History shows that, given a modicum of luck, England will still go straight through to the 2014 World Cup in Brazil
This week two England teams achieved two draws amid contrasting emotions. On Tuesday morning those who had not been watching TV all night awoke to the news that the cricketers had denied New Zealand a seemingly certain victory through dogged, studious defending worthy of the Duke of Wellington. On Tuesday night the nation went to bed having seen the footballers, who had appeared set for a comfortable victory, hold Montenegro to 1-1 while displaying the panic-stricken tendencies of Corporal Jones.
The England cricket team's resolve was a happy augury for the summer Tests against New Zealand and the Ashes series which lie ahead. For Roy Hodgson's side, however, the dark clouds of pessimism are beginning to loom. Now it is not so much a question of what England may achieve in the 2014 World Cup in Brazil as whether they will be there at all.
The possibility of England becoming involved in a play-off in order to make the tournament proper was hardly mentioned before Tuesday's game in Podgorica. Now speculation is mounting rapidly on what sort of opposition Hodgson's players will encounter should they finish behind Montenegro in second place in their qualifying group.
France would appear to be the team England would want most to avoid, although Croatia might turn out to be Montenegro with knobs on. It should not be forgotten that Greece, having at times outplayed Sven-Goran Eriksson's side at Old Trafford, would have forced England into a play-off against Ukraine in the 2002 World Cup qualifiers but for David Beckham's free-kick, harshly awarded, which held the Greeks to 2–2.

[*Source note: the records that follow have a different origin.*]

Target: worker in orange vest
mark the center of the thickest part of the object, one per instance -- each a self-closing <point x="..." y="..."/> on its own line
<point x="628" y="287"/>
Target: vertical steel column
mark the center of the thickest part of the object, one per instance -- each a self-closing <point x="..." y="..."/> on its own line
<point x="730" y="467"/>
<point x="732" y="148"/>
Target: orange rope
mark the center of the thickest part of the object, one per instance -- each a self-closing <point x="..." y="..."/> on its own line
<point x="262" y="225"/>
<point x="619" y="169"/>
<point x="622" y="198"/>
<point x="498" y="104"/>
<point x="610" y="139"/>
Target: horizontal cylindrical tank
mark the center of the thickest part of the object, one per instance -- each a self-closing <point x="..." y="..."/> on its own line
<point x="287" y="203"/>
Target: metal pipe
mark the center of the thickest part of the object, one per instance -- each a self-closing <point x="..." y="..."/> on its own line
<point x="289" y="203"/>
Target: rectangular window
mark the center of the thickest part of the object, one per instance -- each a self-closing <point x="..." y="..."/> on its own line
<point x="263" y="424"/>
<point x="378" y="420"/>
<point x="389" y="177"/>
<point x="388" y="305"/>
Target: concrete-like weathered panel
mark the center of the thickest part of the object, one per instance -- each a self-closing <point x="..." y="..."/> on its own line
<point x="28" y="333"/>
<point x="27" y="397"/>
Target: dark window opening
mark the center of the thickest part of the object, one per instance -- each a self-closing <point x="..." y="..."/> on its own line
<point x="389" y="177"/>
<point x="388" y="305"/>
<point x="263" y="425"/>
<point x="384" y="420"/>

Meanwhile, Hodgson is experiencing the familiar criticism that all England managers suffer when the team has had a bad night or, in this instance, half a bad night. The day after Graham Taylor's team had qualified for the 1992 European Championship he astonished reporters with the woeful prophecy that he would almost certainly be slated for getting his team selections and tactics wrong in Sweden the following summer. Taylor was spot on.

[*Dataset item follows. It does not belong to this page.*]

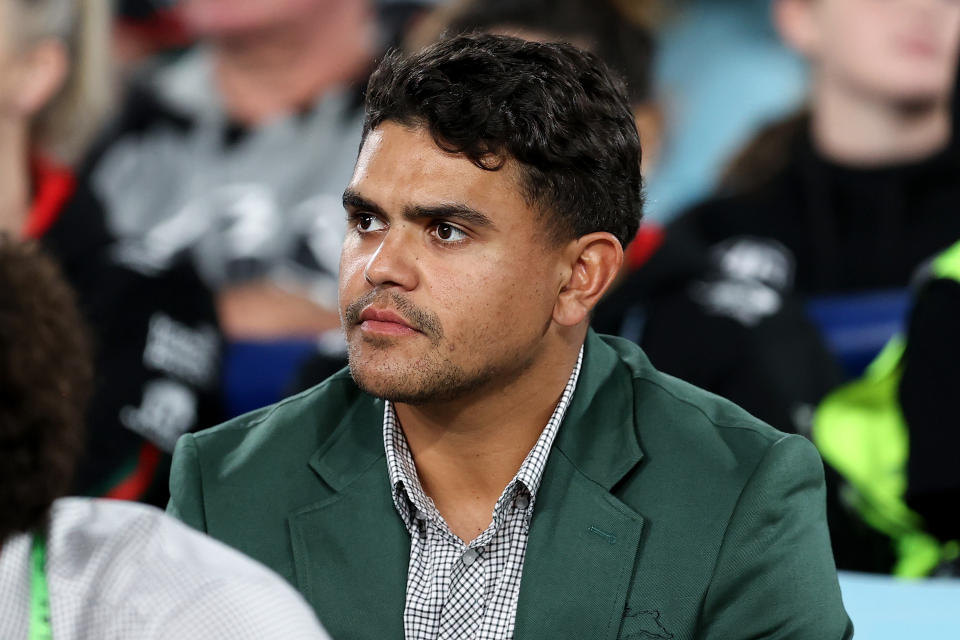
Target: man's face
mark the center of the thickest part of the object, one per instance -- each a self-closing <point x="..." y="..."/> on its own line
<point x="447" y="278"/>
<point x="904" y="50"/>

The grumbles that Hodgson did not react quickly enough to Montenegro's resurgence after half-time and delayed unnecessarily substitutions which might have eased the pressure on his beleaguered defence bear distant echoes of the barbs aimed at Alf Ramsey when England flopped in the World Cup qualifiers in 1973.

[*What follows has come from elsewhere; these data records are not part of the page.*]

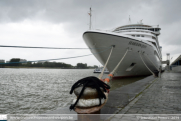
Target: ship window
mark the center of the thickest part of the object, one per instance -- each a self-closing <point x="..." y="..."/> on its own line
<point x="153" y="38"/>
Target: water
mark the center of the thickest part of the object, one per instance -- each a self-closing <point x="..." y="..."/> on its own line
<point x="36" y="91"/>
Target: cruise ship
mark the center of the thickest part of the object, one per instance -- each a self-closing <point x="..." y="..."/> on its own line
<point x="144" y="56"/>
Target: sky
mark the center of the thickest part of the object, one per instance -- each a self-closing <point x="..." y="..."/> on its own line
<point x="61" y="23"/>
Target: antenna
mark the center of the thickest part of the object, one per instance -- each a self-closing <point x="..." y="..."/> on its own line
<point x="141" y="21"/>
<point x="129" y="19"/>
<point x="90" y="14"/>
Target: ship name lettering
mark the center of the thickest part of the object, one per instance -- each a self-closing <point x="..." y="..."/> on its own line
<point x="137" y="44"/>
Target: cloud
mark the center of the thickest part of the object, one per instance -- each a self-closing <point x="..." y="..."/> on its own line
<point x="62" y="22"/>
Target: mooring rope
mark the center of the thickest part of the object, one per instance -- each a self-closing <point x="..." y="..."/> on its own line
<point x="100" y="76"/>
<point x="58" y="58"/>
<point x="152" y="63"/>
<point x="44" y="47"/>
<point x="145" y="64"/>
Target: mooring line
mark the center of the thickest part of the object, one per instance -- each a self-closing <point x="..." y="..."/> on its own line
<point x="145" y="64"/>
<point x="152" y="63"/>
<point x="44" y="47"/>
<point x="100" y="76"/>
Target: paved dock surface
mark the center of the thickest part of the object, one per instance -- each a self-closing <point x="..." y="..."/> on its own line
<point x="163" y="97"/>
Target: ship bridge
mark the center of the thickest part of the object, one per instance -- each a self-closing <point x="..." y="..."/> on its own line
<point x="139" y="28"/>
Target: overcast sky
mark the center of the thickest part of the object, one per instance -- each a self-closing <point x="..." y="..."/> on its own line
<point x="61" y="23"/>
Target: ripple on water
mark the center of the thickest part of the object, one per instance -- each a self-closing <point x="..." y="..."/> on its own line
<point x="26" y="91"/>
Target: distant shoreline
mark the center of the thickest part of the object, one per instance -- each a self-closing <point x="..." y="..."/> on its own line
<point x="42" y="67"/>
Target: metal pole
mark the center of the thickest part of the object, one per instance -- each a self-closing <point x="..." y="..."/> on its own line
<point x="90" y="19"/>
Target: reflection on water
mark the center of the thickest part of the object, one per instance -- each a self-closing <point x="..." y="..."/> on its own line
<point x="116" y="83"/>
<point x="26" y="91"/>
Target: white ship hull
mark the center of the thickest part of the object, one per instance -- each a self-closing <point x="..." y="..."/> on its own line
<point x="132" y="65"/>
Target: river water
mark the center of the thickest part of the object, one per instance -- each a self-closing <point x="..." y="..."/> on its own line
<point x="36" y="91"/>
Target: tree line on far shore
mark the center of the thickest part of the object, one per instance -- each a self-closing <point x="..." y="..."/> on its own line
<point x="16" y="62"/>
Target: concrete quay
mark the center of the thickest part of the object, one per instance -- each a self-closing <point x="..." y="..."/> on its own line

Ramsey was never strong on using substitutes because, for the bulk of his career in football, he had had no experience of them. On that frustrating, nerve-racked October night at Wembley when England, needing to beat Poland to qualify for the 1974 tournament in West Germany, were being held at 1-1 and appeared incapable of beating Jan Tomaszewski in the Polish goal, Ramsey's only response was the belated replacement of Martin Chivers with Kevin Hector.
Doubtless that evening will be recalled with relish when the Poles come to town this October, although the earlier encounter would not have been so crucial, England's 2-0 defeat in Chorzow that summer notwithstanding, had Wales not forced a 1-1 draw at Wembley at the beginning of 1973.
Thoughts of what Hodgson, with his limited options, can accomplish should England make it to Brazil need to be put on hold and this may be no bad thing. At least the squad are unlikely to be burdened by unrealistic expectations and it is worth pointing out that when England struggle to qualify they sometimes do better than when their progress has been relatively serene.
Ron Greenwood wanted to resign after defeats in Switzerland and Norway had left England on the brink of failing to make the 1982 World Cup and their manager bruised by the press. But the players persuaded him to stay on, other results went his way, and the team did passably well in Spain, returning home unbeaten if unfulfilled.
Statistically, England's position is comparable to the time Kevin Keegan's side found themselves in a play-off for Euro 2000 having won three, drawn four and lost one of their qualifiers. Then they faced Scotland and won 2-0 at Hampden before losing 1-0 at Wembley to go through on aggregate. This time their group record so far reads three won, three drawn and none lost. Not that they will be facing the Scots again.
Given a modicum of luck England may still go straight through, in which case manager and players will have more time to kit themselves out with thick skins. Just so long as Corporal Jones is left on the bench.